Joe Davis, spokesman for Veterans of Foreign Wars, said he is worried that findings of improperly discarded papers point to a much bigger problem.
"This could go back many years," Davis said. "It's all about attention to detail. VA employees have to remember that the signature on a claims form belongs to a real human being. It's not just a piece of paper."
So far, Walcoff said, the VA doesn't know how the documents in St. Petersburg made their way to the shredding bins or who is responsible. And neither can the VA say if the documents were dumped by accident or on purpose.
In the mid 1990s, two employees of the VA's veterans appeal board in Washington, D.C., acknowledged discarding documents to lighten their work load.
Those cases first came to light on the Web site VAwatchdog.org, which broke the shredding story earlier this month.
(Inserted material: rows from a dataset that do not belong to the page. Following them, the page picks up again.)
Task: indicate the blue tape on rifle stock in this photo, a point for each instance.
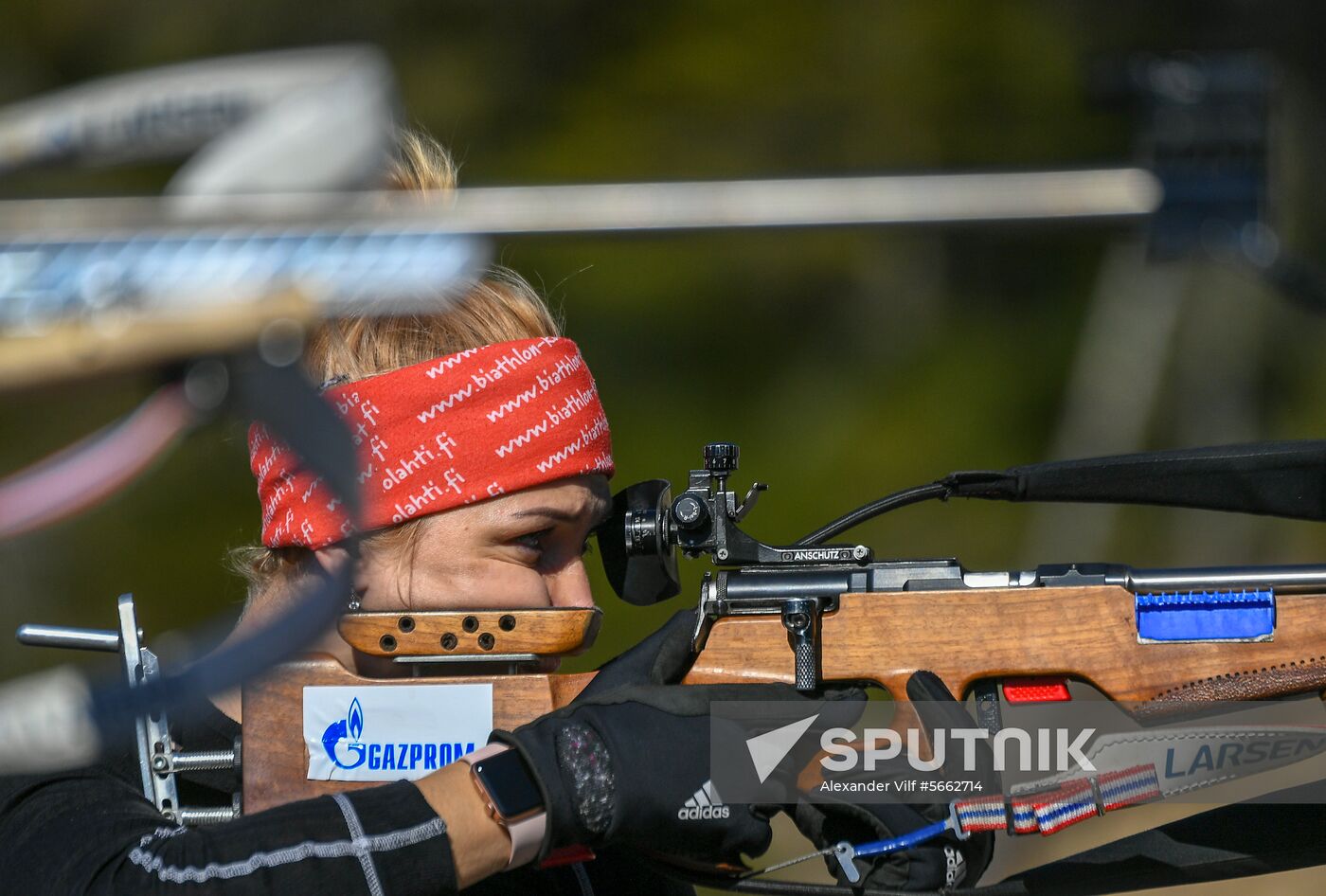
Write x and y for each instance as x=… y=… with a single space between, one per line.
x=1206 y=616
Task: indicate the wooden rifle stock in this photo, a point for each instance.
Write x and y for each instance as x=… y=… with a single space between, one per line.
x=1084 y=633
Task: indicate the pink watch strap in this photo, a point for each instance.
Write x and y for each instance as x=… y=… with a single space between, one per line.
x=527 y=835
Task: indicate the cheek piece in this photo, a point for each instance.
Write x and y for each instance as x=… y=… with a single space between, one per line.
x=441 y=434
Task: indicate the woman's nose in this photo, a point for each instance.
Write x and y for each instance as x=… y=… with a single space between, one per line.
x=569 y=586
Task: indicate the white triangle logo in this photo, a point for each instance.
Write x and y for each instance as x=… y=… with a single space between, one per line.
x=771 y=747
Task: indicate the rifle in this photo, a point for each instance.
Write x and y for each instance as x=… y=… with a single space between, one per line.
x=1166 y=640
x=811 y=613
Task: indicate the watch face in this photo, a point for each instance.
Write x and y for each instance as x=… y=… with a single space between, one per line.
x=510 y=785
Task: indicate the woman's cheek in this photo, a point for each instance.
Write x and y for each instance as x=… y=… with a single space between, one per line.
x=508 y=587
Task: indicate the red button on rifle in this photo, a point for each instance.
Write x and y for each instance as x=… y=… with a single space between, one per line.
x=1041 y=690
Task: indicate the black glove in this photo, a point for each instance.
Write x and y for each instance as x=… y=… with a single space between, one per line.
x=941 y=862
x=627 y=762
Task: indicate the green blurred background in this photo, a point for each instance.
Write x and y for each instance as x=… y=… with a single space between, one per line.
x=845 y=362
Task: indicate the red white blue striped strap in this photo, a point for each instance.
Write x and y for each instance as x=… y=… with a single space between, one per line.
x=1065 y=805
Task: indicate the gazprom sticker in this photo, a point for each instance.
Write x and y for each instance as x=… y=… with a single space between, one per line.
x=393 y=732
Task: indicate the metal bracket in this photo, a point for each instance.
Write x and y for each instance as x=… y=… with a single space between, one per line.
x=158 y=759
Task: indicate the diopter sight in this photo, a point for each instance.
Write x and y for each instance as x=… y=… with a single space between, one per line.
x=639 y=540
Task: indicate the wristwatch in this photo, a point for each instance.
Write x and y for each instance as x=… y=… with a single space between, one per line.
x=512 y=797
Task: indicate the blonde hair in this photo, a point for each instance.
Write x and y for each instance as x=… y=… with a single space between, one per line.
x=499 y=308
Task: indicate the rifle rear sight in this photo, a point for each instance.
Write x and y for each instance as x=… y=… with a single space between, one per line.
x=802 y=582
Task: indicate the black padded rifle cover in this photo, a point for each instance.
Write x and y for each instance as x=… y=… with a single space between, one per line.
x=1279 y=478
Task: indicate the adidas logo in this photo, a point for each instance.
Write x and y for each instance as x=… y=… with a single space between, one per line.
x=703 y=805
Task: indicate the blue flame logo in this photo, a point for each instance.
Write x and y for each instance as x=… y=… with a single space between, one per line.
x=347 y=729
x=355 y=719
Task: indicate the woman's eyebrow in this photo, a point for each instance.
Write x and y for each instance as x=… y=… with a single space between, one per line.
x=561 y=514
x=550 y=513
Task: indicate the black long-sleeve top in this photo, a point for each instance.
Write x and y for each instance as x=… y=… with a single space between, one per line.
x=92 y=832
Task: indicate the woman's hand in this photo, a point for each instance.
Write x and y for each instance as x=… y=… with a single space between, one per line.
x=619 y=763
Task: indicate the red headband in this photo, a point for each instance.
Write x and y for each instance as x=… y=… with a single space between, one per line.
x=441 y=434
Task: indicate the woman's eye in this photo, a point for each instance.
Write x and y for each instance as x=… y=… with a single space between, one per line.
x=533 y=541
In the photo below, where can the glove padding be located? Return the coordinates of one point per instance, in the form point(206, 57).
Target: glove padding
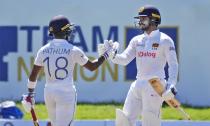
point(108, 49)
point(169, 93)
point(28, 102)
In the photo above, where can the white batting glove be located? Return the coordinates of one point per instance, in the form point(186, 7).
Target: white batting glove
point(169, 93)
point(112, 53)
point(28, 102)
point(108, 49)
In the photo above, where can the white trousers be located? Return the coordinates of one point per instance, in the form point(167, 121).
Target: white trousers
point(61, 104)
point(143, 100)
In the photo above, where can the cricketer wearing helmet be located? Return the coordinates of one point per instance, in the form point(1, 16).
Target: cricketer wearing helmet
point(152, 50)
point(58, 58)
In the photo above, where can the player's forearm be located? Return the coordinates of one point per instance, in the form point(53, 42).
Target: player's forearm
point(93, 65)
point(32, 78)
point(173, 73)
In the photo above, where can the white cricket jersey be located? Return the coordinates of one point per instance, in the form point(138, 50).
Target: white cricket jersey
point(152, 52)
point(59, 58)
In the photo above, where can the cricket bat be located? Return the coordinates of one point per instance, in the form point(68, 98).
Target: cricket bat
point(35, 120)
point(174, 103)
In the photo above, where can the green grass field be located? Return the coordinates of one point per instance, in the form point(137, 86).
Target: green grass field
point(107, 111)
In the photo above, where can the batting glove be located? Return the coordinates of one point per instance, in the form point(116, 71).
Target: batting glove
point(108, 49)
point(28, 101)
point(169, 93)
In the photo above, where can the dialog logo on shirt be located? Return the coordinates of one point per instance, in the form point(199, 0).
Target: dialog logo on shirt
point(155, 46)
point(146, 54)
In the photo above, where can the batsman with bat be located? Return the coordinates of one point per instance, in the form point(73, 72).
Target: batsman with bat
point(58, 58)
point(152, 50)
Walcoff noted that the VA's benefits offices are among the most paper-intensive bureaucracies in the federal government, processing 162-million pages of paper throughout the nation.
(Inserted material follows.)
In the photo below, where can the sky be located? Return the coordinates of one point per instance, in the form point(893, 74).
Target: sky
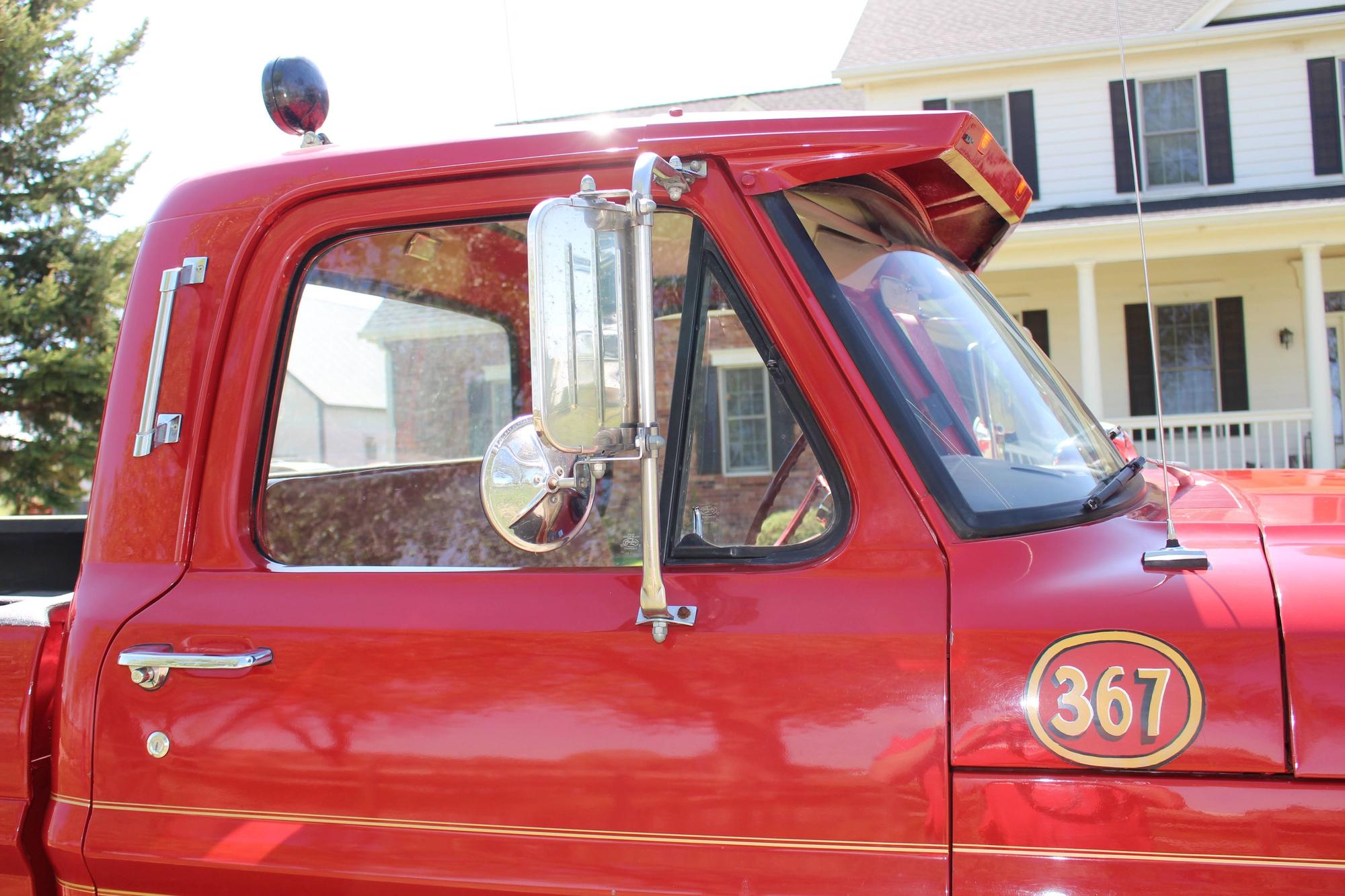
point(408, 72)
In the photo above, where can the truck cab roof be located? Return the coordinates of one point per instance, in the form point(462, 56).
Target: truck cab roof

And while the VA is moving increasingly to electronic records, Walcoff said, the transition is far from complete.
Speaking of improper shredding, Walcoff said, "This just screams out at us to move faster so we get to the point where we're not dealing with all that paper."
Lost or misplaced documents are one of the most common complaints by veterans who often wait years for the VA to decide if they are owed a pension or disability payment.
But to veterans, it is usually impossible to prove that the agency has lost their paperwork. So they are often forced to simply send new copies, greatly delaying their claims.
"Until now, all we had was a veteran's statement" that something was lost, Walcoff said. "When we hear those types of comments now, we're certainly going to listen to them in a different light based on what's happened in the last couple of weeks."
Marine veteran Tony Vieria, 66, of St. Petersburg said the VA once denied his medical claim based on another veteran's record. His claim was later approved once the paperwork was straightened out.
"Everybody knows that if you send the VA any original document, you're crazy," Vieria said. "God only knows where it's going to go. You'll never see it again."